I’m not sure what’s more frustrating: how CNN suddenly cares about anti-Semitism because they can, with a little imagination, frame it as proof that things are getting worse in Iraq; or how utterly bad their evidence is for the assertion that it actually is proof that things are getting worse in Iraq.

First, that assertion (which is made only in the relatively unimportant first and last sentences of the segment) is at best poorly justified. I know that we’re supposed to accept any assertion of failure on its face, and I tried – really I did – but nowhere in the segment is there a single piece of evidence that anti-Semitism has actually increased in post-Saddam Iraq.
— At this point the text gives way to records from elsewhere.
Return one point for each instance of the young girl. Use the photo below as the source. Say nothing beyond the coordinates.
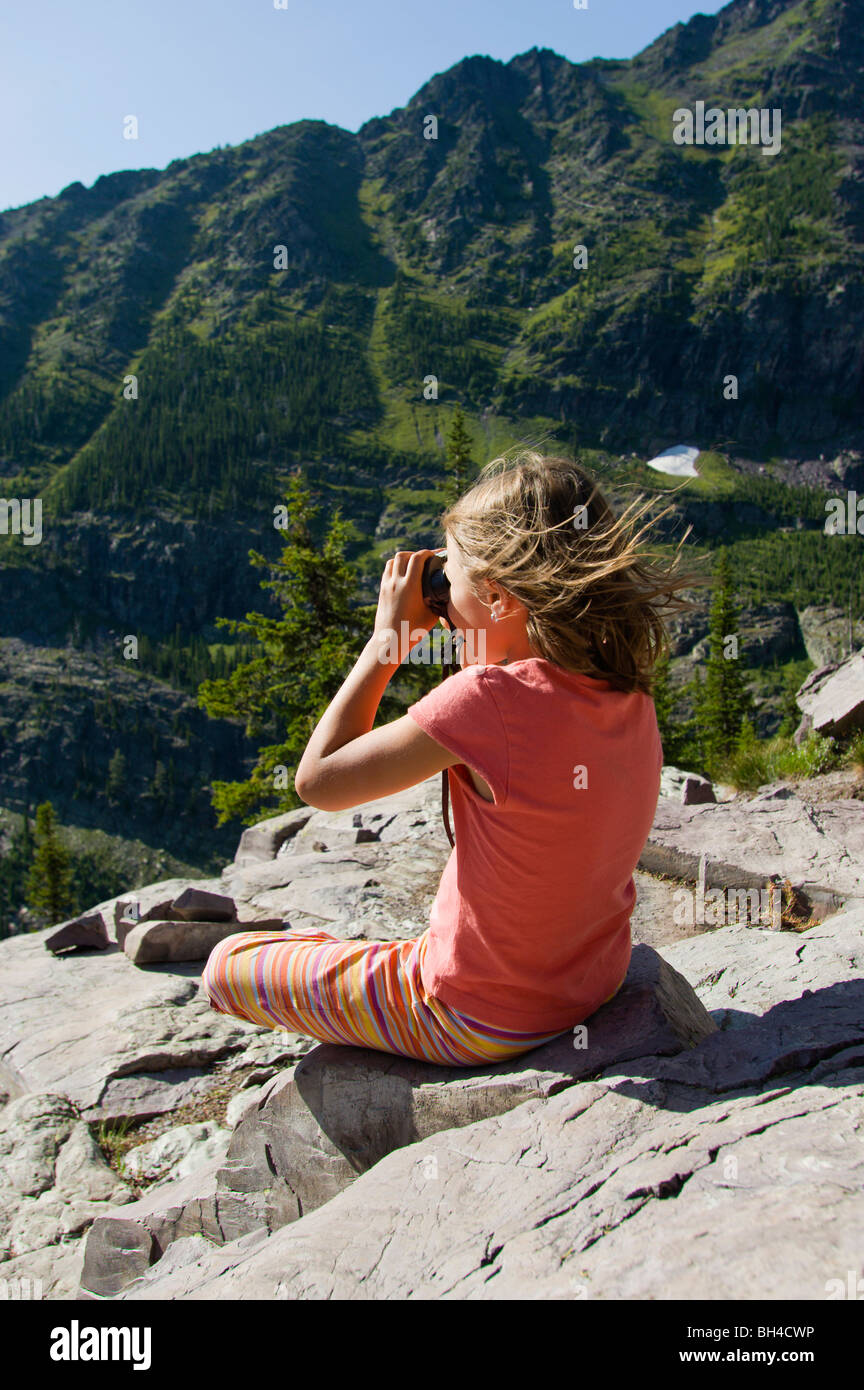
(553, 758)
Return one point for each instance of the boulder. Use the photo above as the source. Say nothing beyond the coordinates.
(53, 1182)
(118, 1041)
(177, 1153)
(832, 699)
(825, 633)
(342, 1109)
(153, 941)
(261, 843)
(775, 834)
(88, 931)
(686, 788)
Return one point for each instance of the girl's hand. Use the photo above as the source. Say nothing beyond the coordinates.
(400, 597)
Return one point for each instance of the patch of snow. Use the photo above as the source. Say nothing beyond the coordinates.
(679, 460)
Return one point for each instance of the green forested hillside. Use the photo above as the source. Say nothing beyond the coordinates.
(322, 299)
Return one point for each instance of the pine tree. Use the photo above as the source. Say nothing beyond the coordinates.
(303, 656)
(49, 883)
(459, 464)
(724, 702)
(115, 786)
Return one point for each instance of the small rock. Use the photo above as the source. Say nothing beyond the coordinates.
(88, 931)
(178, 1153)
(196, 905)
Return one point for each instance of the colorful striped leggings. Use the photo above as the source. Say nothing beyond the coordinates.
(359, 993)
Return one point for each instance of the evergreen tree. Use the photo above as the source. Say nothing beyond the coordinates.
(459, 464)
(49, 884)
(115, 787)
(724, 701)
(678, 736)
(303, 656)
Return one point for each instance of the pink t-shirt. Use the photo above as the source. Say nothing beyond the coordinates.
(529, 930)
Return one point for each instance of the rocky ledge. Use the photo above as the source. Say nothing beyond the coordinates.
(700, 1137)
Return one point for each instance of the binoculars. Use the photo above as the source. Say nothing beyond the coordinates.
(435, 584)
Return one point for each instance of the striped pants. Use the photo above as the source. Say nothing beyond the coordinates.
(357, 993)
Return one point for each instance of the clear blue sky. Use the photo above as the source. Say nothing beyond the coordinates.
(206, 72)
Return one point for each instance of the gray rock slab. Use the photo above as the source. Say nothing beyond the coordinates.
(88, 931)
(125, 1243)
(309, 1134)
(197, 905)
(832, 698)
(689, 788)
(53, 1183)
(622, 1187)
(113, 1039)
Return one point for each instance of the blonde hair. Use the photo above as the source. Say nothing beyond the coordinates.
(541, 528)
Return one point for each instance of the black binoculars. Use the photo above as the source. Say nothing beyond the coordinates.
(435, 584)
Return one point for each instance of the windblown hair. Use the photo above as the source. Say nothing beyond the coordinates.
(541, 528)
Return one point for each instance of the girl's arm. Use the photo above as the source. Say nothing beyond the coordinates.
(346, 761)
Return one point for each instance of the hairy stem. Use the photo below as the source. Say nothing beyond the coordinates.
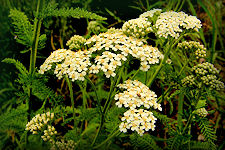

In fact, the only historical analysis about anti-Semitism in Iraq goes the other way:


ROBERT WISTRICH, HEBREW UNIVERSITY: In Iraq, you had an older tradition of anti-Semitism, going back to the Nazi influence in the 1930s and ’40s.

And of course he’s right – Ba’thist pan-Arabism has always trafficked in anti-Semitism. Paranoid conspiracy theories were part and parcel of official Arab (not to mention Soviet) rhetoric in the 1960s and 70s. And come on, Saddam was giving money to suicide bombers and regularly calling for the cleansing of Jews from Israel. For CNN to claim that it has suddenly discovered anti-Semitism in Iraq is a little disingenuous.
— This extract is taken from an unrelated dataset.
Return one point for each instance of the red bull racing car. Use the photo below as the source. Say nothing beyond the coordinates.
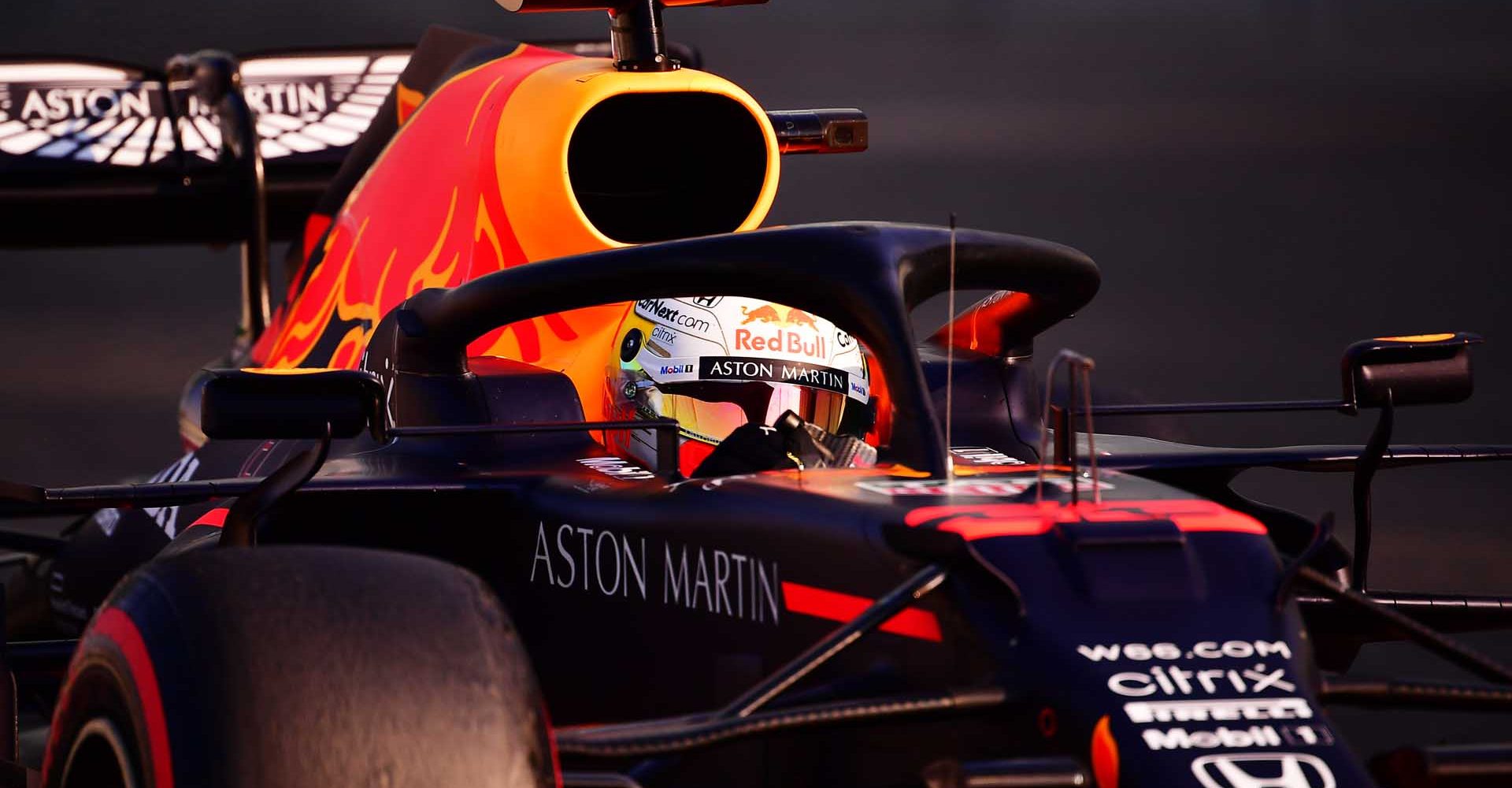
(548, 466)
Second, even if anti-Semitism has increased in post-Saddam Iraq, they still couldn’t use it to say this at the end:


RODGERS: The American experiment in Iraq was not supposed to work like this.
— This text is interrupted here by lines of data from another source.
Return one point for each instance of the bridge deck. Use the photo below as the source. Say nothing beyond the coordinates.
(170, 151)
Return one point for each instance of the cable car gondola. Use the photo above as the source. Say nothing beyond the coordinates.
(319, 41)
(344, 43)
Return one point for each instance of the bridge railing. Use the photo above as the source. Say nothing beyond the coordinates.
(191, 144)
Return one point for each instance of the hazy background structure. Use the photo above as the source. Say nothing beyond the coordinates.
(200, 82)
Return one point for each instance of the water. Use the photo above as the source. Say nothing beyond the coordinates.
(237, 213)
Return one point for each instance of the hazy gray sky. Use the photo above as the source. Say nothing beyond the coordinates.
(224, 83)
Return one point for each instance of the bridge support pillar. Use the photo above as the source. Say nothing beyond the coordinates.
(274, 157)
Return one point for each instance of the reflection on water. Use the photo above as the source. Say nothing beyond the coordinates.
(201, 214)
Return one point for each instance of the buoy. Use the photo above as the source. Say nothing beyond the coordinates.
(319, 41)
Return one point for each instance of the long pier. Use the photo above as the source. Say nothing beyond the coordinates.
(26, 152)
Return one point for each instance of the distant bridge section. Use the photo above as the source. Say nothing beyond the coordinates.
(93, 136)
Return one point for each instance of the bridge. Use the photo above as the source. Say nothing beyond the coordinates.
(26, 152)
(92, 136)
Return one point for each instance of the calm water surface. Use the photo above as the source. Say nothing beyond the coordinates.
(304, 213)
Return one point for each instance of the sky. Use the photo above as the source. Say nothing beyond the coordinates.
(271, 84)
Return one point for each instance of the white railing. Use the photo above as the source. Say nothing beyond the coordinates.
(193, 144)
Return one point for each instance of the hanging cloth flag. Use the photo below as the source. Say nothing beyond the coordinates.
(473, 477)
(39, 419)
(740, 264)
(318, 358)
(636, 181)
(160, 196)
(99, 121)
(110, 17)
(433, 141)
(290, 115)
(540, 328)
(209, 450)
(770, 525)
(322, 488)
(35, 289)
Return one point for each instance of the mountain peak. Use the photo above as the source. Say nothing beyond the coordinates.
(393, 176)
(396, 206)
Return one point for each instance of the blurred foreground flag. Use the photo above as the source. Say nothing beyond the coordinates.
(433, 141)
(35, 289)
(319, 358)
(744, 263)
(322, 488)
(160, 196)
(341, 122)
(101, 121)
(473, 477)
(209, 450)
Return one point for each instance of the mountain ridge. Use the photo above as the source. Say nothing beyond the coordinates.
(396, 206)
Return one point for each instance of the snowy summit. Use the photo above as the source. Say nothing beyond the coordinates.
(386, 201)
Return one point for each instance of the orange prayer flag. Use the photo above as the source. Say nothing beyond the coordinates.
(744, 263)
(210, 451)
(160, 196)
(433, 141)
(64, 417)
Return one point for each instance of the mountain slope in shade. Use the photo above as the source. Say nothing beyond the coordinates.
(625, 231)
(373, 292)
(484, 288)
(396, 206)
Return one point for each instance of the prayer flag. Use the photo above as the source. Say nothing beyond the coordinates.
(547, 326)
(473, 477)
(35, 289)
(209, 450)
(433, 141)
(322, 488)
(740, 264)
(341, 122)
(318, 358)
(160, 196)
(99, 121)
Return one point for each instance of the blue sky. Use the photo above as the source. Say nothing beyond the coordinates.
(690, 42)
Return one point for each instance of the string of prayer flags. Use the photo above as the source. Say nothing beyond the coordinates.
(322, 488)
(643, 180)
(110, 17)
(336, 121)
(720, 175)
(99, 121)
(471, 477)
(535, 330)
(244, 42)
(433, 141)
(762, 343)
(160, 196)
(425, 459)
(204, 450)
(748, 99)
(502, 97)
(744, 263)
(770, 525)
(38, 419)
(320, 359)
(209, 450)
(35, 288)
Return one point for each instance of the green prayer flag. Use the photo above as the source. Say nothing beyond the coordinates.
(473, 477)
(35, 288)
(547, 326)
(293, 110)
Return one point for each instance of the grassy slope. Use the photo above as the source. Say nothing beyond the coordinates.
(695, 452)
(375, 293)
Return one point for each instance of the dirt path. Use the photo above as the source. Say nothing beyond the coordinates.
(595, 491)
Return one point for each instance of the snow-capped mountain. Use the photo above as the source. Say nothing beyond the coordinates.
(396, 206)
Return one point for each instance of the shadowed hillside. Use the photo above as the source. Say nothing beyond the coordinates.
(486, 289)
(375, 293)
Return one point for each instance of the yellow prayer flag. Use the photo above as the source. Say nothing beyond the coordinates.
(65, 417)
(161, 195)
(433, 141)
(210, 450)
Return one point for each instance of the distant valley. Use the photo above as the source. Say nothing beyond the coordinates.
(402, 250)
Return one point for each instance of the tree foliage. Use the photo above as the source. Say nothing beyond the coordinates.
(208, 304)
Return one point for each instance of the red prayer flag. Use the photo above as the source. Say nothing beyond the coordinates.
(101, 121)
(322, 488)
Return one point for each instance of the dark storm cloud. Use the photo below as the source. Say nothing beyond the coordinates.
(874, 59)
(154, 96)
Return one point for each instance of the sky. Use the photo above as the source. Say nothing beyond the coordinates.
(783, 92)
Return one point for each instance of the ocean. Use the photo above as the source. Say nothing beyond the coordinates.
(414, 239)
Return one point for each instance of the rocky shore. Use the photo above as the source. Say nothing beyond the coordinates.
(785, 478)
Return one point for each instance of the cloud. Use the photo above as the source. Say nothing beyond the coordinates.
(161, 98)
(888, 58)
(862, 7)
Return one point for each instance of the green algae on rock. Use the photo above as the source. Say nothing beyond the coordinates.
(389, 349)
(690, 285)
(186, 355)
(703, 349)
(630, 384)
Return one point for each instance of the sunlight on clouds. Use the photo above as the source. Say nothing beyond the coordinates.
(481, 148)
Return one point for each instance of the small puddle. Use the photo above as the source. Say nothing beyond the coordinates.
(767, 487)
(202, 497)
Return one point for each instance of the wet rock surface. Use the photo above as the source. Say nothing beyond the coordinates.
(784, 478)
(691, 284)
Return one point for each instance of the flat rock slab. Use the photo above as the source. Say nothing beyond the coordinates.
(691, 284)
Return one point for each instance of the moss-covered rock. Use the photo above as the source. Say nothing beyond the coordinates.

(on camera): A year ago, the Bush administration openly envisioned a new, more liberal and tolerant Iraq. Instead, Iraqis seem more xenophobic now and there are growing fears one possible outcome here might just as easily be an Islamic state as a democracy.

Apparently in Rodgers’s mind, Egypt, Jordan, and Syria are all “Islamic states” because they’re home to rampant anti-Semitism. The press just can’t seem to confront the reality of secular anti-Semitism. The idea that anti-Semitism is still alive and well in secular Arab states would force them to confront the idea that it may still be alive and well in progressive European nations. And that might force them to look a little more closely at the vitriolic hatred for Israel in European capitals and on European streets. What if anti-Zionism really did turn out to be anti-Semitism?

I dunno – maybe I’m reading too much into that last line. In many ways, the narrative of “problem in Iraq = failure in Iraq = Islamic state in Iraq” is just a rhythm that reporters naturally fall into. So the reference to an Islamic state at the end may just have been the inevitable result of the “failure” frame that the whole segment was read through. That it’s nonsensical and betrays an almost dangerous misunderstanding of the tide of anti-Semitism sweeping the globe was probably not a consideration. Don’t get me wrong – I welcome any press attention to anti-Semitism. But I wish that I didn’t have to pay the price of automatic America-bashing to get it. Oh, and I guess I’d also like it if the analysis in the stories was actually accurate. That’s important too.